Colonie B residents cannot move back until Spring
The Student Senate held a discussion, led by Class of 2025 Senator Philip Paterson, on the recent flooding of Colonie B. Colonie B, one of the four Colonie apartments on Burdett Avenue, flooded on Friday, November 18. Paterson expressed deep frustration with the administration’s handling of the flooding and the lack of communication with the affected residents. Paterson recounted his experience that day.
On Friday, November 18, between 2 to 3 pm, Paterson was informed by Class of 2025 Senator and roommate Johann Li that their room was flooding. When he got back to his dorm, Paterson was told that he needed to move into Colonie A until after Thanksgiving break while repairs were being made. However, upon returning back to campus, Colonie B residents were unable to access the building. A few days later, the residents received an email stating that they would have to remain in Colonie A until the start of the Spring semester.
According to Paterson, several residents suffered damages as a result of the flooding. Paterson, who is also a member of the Young Democratic Socialists of America, stated that the group sent out a poll to those affected, asking them to note any damages they suffered. The poll also aimed to “garner support for certain actions, one of which [is] calling the administration to be more clear in their communication in emergencies.” He went on to add that it appeared that “no one knew what was going on and different departments were arguing with each other.”
Paterson also expressed concern over the lack of support given to students moving their belongings. The senator spoke with his RAs and according to them, Colonie also flooded three years ago. Back then, “they had vans to help people move out; we were given none of the support when we had to move out.” Paterson requested Rensselaer help students with moving their belongings to Colonie A and then back to B once the Spring semester begins.
The exact cause of the flooding still remains unclear. Grand Marshal Cait Bennett ’23G believed the flooding was due to Troy’s poor infrastructure. Paterson added that from what he knows, the dorm flooded because someone messed with the sprinklers. Li, who concurred with Paterson, was told it was due to someone messing with sprinklers on the upper floors which caused the lower floors to flood.
Class of 2026 Seantor Chris Roe held a presentation on a proposal to allow students to change the name on their student ID to reflect their preferred names.

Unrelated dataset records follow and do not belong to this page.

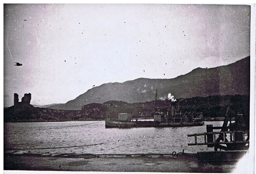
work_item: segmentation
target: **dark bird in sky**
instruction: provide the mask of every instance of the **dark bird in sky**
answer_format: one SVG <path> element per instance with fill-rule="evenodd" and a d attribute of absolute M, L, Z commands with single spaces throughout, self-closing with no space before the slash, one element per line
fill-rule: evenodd
<path fill-rule="evenodd" d="M 22 66 L 22 64 L 18 62 L 14 62 L 14 63 L 15 63 L 16 64 L 16 65 L 15 65 L 15 66 Z"/>

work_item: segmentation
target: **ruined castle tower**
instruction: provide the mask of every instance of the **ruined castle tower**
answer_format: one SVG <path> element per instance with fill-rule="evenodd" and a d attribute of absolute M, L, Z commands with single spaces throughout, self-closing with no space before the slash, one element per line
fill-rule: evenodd
<path fill-rule="evenodd" d="M 19 105 L 19 95 L 16 93 L 14 93 L 14 105 Z"/>
<path fill-rule="evenodd" d="M 14 94 L 14 106 L 28 106 L 30 105 L 30 101 L 31 100 L 31 94 L 25 94 L 24 97 L 21 98 L 21 101 L 19 102 L 19 95 L 16 93 Z"/>

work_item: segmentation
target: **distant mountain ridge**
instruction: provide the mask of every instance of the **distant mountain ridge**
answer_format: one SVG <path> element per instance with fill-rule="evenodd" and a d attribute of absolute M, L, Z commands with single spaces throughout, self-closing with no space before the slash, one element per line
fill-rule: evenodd
<path fill-rule="evenodd" d="M 63 104 L 62 103 L 53 103 L 52 104 L 50 104 L 49 105 L 33 105 L 32 104 L 32 105 L 33 105 L 34 107 L 40 107 L 40 108 L 47 108 L 47 107 L 49 107 L 49 106 L 50 106 L 52 105 L 60 105 Z"/>
<path fill-rule="evenodd" d="M 129 103 L 154 100 L 171 93 L 177 98 L 214 95 L 250 95 L 250 57 L 228 65 L 211 68 L 198 68 L 184 75 L 167 79 L 139 78 L 123 83 L 104 83 L 65 104 L 47 107 L 56 109 L 81 110 L 90 103 L 109 100 Z"/>

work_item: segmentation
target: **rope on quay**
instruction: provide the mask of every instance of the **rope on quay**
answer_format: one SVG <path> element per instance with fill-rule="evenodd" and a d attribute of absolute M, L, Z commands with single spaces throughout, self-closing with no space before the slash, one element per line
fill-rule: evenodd
<path fill-rule="evenodd" d="M 189 153 L 184 153 L 183 152 L 179 152 L 176 153 L 175 151 L 174 151 L 172 153 L 142 153 L 142 154 L 90 154 L 86 155 L 92 155 L 95 156 L 131 156 L 132 155 L 168 155 L 172 156 L 178 156 L 181 155 L 184 156 L 194 156 L 196 155 L 196 154 L 192 154 Z"/>
<path fill-rule="evenodd" d="M 105 143 L 105 142 L 99 143 L 98 144 L 87 144 L 86 145 L 82 145 L 81 146 L 67 146 L 66 147 L 56 147 L 53 148 L 21 148 L 21 149 L 4 149 L 5 150 L 33 150 L 36 149 L 61 149 L 64 148 L 76 148 L 77 147 L 82 147 L 84 146 L 94 146 Z"/>
<path fill-rule="evenodd" d="M 85 126 L 86 125 L 91 125 L 92 124 L 94 124 L 95 123 L 99 123 L 100 122 L 102 122 L 103 121 L 97 121 L 96 122 L 94 122 L 94 123 L 88 123 L 88 124 L 85 124 L 84 125 L 76 125 L 75 126 L 65 126 L 64 127 L 52 127 L 52 128 L 45 128 L 45 129 L 31 129 L 30 130 L 45 130 L 46 129 L 59 129 L 60 128 L 64 128 L 65 127 L 75 127 L 76 126 Z"/>

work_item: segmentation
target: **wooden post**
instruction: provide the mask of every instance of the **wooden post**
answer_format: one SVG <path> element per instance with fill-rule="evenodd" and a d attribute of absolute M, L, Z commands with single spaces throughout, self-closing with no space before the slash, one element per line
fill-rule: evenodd
<path fill-rule="evenodd" d="M 212 125 L 206 125 L 206 131 L 207 133 L 212 132 L 213 130 Z M 214 141 L 215 142 L 215 141 Z M 212 134 L 207 134 L 207 142 L 213 142 L 213 137 Z M 212 147 L 214 146 L 213 144 L 208 144 L 207 147 L 208 148 Z"/>
<path fill-rule="evenodd" d="M 195 143 L 196 144 L 197 143 L 197 139 L 196 138 L 196 134 L 195 134 Z"/>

Roe went on to say that many transgender and gender non-conforming students at Rensselaer are forced to be deadnamed, or referred to their name prior to transitioning, on their IDs. Roe then read a quote from a student:
Deadnaming feels like a denial of me, like someone is spitting in my face. Saying that no matter what I do, I will only be seen for who I was forced to be. It makes me hate myself, pointing out all the flaws I still feel. Everything I know is wrong, just reinforced in my mind. Even when I know it's just a slip up or a mistake, it reminds me of all the things I hate. That I will forever be labeled for who I had to be and all it took was a single word.
One of the problems brought up in the presentation was identification from Public Safety. However, Roe reiterated that there are other forms of identifications such as a student’s RIN or a legal identification. He also stated that other universities like Columbia, NYU, Union College, and several SUNY schools allow for students to use a preferred name on some documentation.
Vice Grand Marshal Alexander Patterson ’24 asked if students would be required to pay for the change. Roe responded that there should be a one month grace period, but after that it would make sense for the student to pay. He did elaborate on when that one month grace period would begin. Roe was then asked what his next steps would be if the motion passed, and a possible timeline for the project. In response, he stated he would need to discuss with the Campus Card Office and Student Life and would aim to complete the project as soon as possible.
Fellow Class of 2026 Senator Edward Piontek asked if this proposal would apply to someone who wanted to use a shortened name on their ID. Roe responded that it would. Senators continued to ask questions about the proposal; however, many of the questions focused on specifics that had yet to be fleshed out. The Senate then moved on to voting. The motion to urge the Campus Card Office and Student Life to allow students to use their preferred names on their IDs passed unanimously.
Earlier in the meeting, the Senate approved the appointment of Jacob Fuhr as class of 2025 representative. President of the Union Colleen Corrigan ’23G introduced Fuhr as someone who is “genuinely interested in giving back to the community.” Corrigan went on to say that Fuhr is a “member of many clubs and organizations,” including being a Learning Assistant for first-years, and would bring a “positive perspective” to the Executive Board. Fuhr then introduced himself and stated that he is “really looking forward to getting involved in student government” before fielding questions from the Senate.
Paterson asked Fuhr how he would be able to manage his time since he is involved with multiple activities. Fuhr responded by explaining that although he is very busy, he knows how to manage his time and can attend both E-Board and committee meetings. Bennett followed up by asking, “what are some things that you struggled with that you would change as an executive board representative based on your experience as a club officer?” Fuhr stated that his goal would be to get representatives to engage with their clubs more, learn what clubs want to do, and how E-Board could help. Fuhr’s appointment was approved unanimously.
This Senate meeting was held on November 30. The next Senate meeting is Wednesday at 8pm in the Student Government Suite.